The Dreamliner landed in 400. It was just as hot as Sharm e Sheikh, where I visited last year. The only difference was that here, everything was green, making one feel like being in a Jungle.
Neatly laid-out gardens lined the road, which only residents were allowed to enter, leading to the entrance. The tall man with a curled moustache and white uniform saluted our arrival. I tried to tell him that there was a mistake: “I am not Lord Mountbatten.” But he wouldn’t be convinced.
A white-gloved, white-uniformed man who looked as if he had left his ship especially to hold his hands in a kind of prayer motion and open the car door.
This ceremony was performed whenever we entered or exited the "hotel".
The refrigerated air struck me as a dark-skinned maiden in a royal blue sari bowed before us, palms pressed together under her nose. I wanted again to point out that we were only mortals and that one shouldn't worship us, but they have been worshipping people who they consider superior to them for so many hundreds of years that the custom is ingrained into their being and explanations to the contrary would be futile
I was mistaken in this attitude, as I discovered during our short stay. Everything and everyone is a god. There are lower gods and higher gods. Relative to the desk clerk, I was a high god. A little higher, and I think they would have built a temple for me.
Our hotel room was our temple, and the dining room was where we, the higher gods, were fed by the chefs and waiters who were lower gods.
A stone bridge ascended by innumerable stairs allowed me to cross the four-lane motorway and view the forever-moving cars and buses from above as I descended to an exclusive neighbourhood, Sundar Nagar, guarded by police. Until I saw the palatial mansions, I thought I had entered a military compound.
I would have liked to sit a while in the neighbourhood park but rushed back to show people, who were overly concerned about my safety, that I had survived the heat and nothing untoward had befallen me.

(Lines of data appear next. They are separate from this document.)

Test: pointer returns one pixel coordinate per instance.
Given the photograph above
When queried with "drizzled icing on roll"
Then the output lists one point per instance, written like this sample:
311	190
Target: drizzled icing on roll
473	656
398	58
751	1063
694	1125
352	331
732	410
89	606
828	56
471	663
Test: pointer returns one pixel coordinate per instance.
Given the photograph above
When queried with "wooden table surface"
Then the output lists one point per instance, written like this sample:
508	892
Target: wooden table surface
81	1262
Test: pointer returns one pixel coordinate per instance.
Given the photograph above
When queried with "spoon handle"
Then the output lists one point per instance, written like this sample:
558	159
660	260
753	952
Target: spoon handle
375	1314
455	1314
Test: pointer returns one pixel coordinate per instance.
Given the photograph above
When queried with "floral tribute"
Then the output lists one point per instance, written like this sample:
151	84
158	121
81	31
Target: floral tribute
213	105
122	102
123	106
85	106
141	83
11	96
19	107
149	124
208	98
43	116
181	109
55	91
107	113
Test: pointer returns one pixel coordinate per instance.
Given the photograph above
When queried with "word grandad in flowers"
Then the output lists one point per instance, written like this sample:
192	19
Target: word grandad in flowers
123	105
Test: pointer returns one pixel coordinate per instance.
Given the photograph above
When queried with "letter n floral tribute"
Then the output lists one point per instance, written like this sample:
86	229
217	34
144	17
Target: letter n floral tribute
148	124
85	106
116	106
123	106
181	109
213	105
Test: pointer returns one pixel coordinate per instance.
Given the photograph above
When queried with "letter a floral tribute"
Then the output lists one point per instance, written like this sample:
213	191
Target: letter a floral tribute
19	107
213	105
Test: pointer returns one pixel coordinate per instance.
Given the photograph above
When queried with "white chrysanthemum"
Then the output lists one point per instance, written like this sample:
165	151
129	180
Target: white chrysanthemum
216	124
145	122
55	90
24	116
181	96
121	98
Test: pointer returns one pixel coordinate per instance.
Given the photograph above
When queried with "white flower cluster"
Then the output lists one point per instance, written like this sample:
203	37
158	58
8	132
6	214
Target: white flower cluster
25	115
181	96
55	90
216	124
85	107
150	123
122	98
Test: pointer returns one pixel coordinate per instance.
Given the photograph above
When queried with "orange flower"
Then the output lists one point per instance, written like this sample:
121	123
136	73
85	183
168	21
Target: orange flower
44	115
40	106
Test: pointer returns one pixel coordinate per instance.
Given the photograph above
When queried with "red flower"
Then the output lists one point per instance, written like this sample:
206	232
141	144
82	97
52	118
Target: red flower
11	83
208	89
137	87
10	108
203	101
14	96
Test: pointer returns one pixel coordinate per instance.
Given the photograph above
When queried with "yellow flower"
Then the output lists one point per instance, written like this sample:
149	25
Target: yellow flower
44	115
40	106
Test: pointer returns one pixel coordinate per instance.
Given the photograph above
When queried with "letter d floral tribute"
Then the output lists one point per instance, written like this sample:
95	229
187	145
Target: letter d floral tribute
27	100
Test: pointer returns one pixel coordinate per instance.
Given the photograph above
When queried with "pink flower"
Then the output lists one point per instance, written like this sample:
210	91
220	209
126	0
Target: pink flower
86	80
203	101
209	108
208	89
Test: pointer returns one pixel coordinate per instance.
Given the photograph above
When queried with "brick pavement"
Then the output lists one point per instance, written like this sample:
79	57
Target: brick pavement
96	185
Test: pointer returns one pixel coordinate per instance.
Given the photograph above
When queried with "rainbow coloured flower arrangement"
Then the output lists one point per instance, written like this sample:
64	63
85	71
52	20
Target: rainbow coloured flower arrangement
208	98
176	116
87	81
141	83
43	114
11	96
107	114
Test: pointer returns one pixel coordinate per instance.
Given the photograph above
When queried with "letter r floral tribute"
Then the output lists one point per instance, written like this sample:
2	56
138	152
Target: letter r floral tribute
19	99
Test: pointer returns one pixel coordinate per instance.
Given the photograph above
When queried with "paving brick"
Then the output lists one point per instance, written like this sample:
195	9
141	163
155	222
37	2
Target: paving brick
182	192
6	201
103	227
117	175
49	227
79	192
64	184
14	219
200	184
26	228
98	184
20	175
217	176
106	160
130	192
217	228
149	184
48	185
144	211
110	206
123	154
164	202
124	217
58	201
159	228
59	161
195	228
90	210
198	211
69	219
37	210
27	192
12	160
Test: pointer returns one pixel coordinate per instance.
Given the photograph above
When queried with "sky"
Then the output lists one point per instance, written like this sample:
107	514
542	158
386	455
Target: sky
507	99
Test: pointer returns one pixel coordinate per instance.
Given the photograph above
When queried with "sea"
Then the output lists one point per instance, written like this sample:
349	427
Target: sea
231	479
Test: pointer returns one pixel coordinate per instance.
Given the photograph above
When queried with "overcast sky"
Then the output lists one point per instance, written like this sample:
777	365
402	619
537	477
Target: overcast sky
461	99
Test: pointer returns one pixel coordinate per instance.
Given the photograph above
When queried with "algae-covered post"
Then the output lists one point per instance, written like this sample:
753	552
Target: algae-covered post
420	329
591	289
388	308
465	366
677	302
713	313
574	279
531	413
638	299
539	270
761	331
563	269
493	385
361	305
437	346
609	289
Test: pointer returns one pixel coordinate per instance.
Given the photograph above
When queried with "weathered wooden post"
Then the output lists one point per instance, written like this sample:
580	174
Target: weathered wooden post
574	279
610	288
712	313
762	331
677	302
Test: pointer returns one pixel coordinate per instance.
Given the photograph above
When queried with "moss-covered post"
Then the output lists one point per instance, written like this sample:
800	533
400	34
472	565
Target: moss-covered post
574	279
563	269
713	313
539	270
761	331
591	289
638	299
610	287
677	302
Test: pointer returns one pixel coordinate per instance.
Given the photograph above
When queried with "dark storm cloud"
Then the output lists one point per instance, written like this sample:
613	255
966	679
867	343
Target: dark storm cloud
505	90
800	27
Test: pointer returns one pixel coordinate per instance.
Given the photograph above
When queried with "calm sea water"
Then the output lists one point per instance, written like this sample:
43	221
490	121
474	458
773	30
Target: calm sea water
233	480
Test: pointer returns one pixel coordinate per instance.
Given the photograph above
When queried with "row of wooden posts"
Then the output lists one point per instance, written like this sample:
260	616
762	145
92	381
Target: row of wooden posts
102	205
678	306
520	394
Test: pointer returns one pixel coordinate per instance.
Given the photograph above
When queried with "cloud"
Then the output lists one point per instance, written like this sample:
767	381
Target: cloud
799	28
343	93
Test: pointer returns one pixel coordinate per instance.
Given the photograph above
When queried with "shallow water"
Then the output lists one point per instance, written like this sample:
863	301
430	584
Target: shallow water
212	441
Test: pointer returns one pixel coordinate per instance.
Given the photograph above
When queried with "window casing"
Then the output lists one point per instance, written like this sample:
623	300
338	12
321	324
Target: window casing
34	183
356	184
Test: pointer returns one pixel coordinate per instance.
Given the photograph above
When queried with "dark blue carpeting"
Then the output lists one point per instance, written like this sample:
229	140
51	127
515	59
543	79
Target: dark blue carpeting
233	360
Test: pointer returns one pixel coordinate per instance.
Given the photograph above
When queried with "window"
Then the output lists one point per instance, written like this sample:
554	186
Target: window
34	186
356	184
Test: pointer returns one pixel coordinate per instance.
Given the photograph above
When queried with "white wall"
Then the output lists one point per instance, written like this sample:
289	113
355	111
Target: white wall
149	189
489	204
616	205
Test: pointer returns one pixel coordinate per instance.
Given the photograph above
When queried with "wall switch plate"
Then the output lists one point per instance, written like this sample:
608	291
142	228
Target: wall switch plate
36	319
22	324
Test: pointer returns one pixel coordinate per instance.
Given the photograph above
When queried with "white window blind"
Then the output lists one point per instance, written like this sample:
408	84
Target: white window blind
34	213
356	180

The highlight of our visit, however, came after an hour-and-a-half train ride from New Delhi station to Agra, where the Taj Mahal is situated. The journey through slums of misery and poverty brought us to this beautiful structure, and the contrast was intoxicating.
I gasped in amazement and wouldn’t go nearer for fear of my mind exploding, and I sat down, refusing to approach the shrine.
Now I understand the Biblical prohibition against building temples. A god needs a temple that is true enough, but the world is His temple. There are gods or there is a God,, but our task isn't to build stone temples. Devoting ourselves to making the world a happier place for man, we fulfil our duty to serve God.